Gus Dur memandang Pancasila dalam dua hal utama. Pertama, Pancasila sebagai ideologi bangsa dan falsafah negara, berstatus sebagai kerangka berpikir yang harus diikuti oleh undang-undang dan produk-produk hukum yang lain. Tata pikir seluruh bangsa, menurutnya, ditentukan falsafah yang harus terusmenerus dijaga keberadaan dan konsistensinya oleh negara.

Kedua, sebagai falsafah dan ideologi negara, harus jelas dikatakan ‘adanya tumpangtindih antara Pancasila dan sebagian sisi kehidupan beragama dan kepercayaan terhadap Tuhan Yang Maha Esa’. Di sini, Gus Dur berargumentasi: di satu sisi, agama-agama yang ada dan kepercayaan terhadap Tuhan Yang Maha Esa mengandung unsur-unsur universal (meskipun semuanya juga mengandung unsur-unsur eksklusif ) sehingga sulit dibatasi hanya dalam konteks keindonesiaan dan sisi lain, Pancasila adalah keindonesiaan itu sendiri.
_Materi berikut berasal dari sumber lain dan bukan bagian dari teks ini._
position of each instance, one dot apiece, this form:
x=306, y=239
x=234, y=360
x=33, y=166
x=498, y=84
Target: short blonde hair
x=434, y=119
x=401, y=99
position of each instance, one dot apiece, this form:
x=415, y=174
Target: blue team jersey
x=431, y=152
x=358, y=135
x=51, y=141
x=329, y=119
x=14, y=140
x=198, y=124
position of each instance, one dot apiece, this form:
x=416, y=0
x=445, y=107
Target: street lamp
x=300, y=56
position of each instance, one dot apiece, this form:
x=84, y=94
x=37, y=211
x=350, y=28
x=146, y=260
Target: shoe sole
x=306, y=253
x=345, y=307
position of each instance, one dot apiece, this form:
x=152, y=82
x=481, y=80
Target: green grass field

Gus Dur kemudian menafsirkan bahwa hal ini langsung tampak dalam upaya Pancasila untuk menekankan sisi kelapangan dada dan toleransi dalam kehidupan antarumat beragama dan kepercayaan terhadap Tuhan Yang Maha Esa. Meski begitu, wawasan tentang kebersamaan antaragama dan kepercayaan terhadap Tuhan Yang Maha Esa tidak sepenuhnya sama dengan wawasan tentang itu dalam agama-agama dan kepercayaan.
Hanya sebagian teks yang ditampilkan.